Вышел Илья из возраста, когда хлебом не корми, а расскажи-ка лучше сказочку. Да только, если уж к слову пришлось, есть ли он, возраст такой? Казалось бы, наперед знает, что дальше будет, и про злую королевну, и про то, как невзлюбит она падчерицу, как изводить ее будет, и чем все закончится, а вот поди ж ты — сидит, как говорят в народе, уши развесивши, и представляет себе все, да так явно, будто перед собой въяве видит. И то сказать, не каждому счастье такое дается, чтоб слово его за живое схватывало. Иной начнет рассказывать — хоть и правду, а слушать его — проще из избы сбежать; а иной соврет — заслушаешься. Чего далеко ходить — через пять домов по улице. Живут там, вот как Тимофей с Яковом, друг напротив друга, Братило и Долговяз. Не знает кто, при встрече подумает — враги записные. А на самом деле — ничуть не бывало; лодка у каждого есть, челн-долбленка, сеть, — рыбной добычей промышляют. Ну, и соперничают, не без этого. Только как сойдутся, говор между ними начнется, ажно облака во все стороны разлетаются. Кто из них лучшей, да кто удачливей. Кто дока, а кто так просто, за околицу вышел. Так вот. Выхватит, положим, Братило сома, здорового такого, одному не унести, а сказать про то не токмо что складно, а и вообще… Руки растопырит, глаза выпучит, вот такого, мол, поймал. И впрямь чем-то сома напоминает. Иного слова сверх сказанного и не добьешься. Не то — Долговяз. Улов у него неудачный — пара-тройка лещей, да и те — лучше б не показывал, а рассказывать начнет — заслушаешься. Ни разу такого у него не случалось, чтоб без оказии. То у него водяной в сети запутается, то русалка (тут он так расписывать начнет — бабы краснеют, мужики только покрякивают), то лось (реку переплывал, да в сеть и угодил), то на диво какое зазевался и весь улов упустил. Однажды такое поведал — народ три дня к реке не ходил, боязно было. Видел он якобы ладью, против течения поднимавшуюся, а на ладье той парус черный и воины мертвые. Вспенивают весла воду, а плеска не слышно. И прямо к нему плывет. Куда деваться? Тот камень, к которому челн веревкой привязан, быстро не поднять. Только тем и спасся, что в воду потихоньку сполз да возле борта и держался, пока мимо не проплыла. И вот что удивительно: видели мужики, что это он в воду свалился, когда из челна на берег выбирался, — за весло запнулся, — а все равно поверили…

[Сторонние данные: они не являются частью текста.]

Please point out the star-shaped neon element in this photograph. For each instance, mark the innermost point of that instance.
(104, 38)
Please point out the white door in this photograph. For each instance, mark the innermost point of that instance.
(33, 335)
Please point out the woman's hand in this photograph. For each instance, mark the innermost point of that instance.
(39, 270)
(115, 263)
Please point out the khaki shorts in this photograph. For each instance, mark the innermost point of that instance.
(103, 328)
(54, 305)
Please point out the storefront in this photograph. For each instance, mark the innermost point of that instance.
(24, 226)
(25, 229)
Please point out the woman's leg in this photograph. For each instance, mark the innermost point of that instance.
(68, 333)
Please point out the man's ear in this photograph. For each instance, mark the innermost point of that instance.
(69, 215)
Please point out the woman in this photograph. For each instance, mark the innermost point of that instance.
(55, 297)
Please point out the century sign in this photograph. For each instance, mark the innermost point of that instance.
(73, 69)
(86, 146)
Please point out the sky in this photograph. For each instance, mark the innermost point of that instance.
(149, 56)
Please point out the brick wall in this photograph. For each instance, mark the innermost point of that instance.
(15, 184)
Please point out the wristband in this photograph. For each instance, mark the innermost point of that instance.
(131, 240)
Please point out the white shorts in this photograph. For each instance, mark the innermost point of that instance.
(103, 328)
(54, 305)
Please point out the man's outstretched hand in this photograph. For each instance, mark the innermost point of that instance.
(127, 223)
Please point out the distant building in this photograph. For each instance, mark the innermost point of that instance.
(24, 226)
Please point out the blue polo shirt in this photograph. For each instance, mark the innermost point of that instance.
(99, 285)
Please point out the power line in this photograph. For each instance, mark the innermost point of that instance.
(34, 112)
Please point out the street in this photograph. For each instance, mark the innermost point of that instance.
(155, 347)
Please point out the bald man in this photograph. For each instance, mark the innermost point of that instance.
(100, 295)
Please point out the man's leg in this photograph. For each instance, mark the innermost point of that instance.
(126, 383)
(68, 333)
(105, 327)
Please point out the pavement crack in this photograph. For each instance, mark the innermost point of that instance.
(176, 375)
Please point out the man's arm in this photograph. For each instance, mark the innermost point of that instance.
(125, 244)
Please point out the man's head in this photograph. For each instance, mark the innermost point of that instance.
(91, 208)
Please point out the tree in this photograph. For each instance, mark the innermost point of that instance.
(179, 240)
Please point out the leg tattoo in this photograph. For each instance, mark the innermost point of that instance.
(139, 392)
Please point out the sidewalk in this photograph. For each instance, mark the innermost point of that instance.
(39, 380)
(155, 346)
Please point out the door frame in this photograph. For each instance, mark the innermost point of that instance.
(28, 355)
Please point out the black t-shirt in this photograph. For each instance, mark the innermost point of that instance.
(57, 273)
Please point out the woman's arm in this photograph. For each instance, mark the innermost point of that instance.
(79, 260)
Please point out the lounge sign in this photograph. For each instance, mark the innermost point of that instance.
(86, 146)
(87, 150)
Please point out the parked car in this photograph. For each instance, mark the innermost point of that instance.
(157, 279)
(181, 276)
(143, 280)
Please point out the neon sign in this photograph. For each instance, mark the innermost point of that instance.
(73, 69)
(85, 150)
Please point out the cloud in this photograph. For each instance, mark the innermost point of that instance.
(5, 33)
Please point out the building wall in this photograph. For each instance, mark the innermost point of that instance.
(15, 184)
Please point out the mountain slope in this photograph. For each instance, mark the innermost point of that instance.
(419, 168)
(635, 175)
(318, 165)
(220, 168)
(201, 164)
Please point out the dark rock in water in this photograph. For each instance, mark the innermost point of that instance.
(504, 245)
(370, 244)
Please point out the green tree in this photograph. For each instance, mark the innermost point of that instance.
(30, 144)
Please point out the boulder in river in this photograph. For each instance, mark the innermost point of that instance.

Ну да Тимофей с Яковом Долговязу не больно уступали. Тот, единственно, все больше про свои подвиги и рассказывал, а эти — про чужие. Хотя правда с выдумкой у всех их так переплетались, что и не разберешь. А еще, Долговяз — он словно по-новому все переживал: и руками-то размахивал, и вскакивал, и бегал, и приседал, и по коленям себя хлопал; бывало, и слушающего за рубаху или порты теребил. Эти же неторопливо рассказ вели, словно завлекая, так слово за словом приговаривая, будто баба сарафан вышивает; стежок за стежком, пока не предстанет глазам узор дивный. Помотает тогда слушающий головой да и спросит себя: где ж это я обретаюсь-то? Только что посреди моря-окияна был, на острове, или во дворце кащеевом, или в пещере разбойничьей — ан нет, почудилось. Вот она, завалинка знакомая, али горница, али скамья возле забора. И слова-то вроде простые, всем ведомые, а вот поди ж ты, как ладно складываются…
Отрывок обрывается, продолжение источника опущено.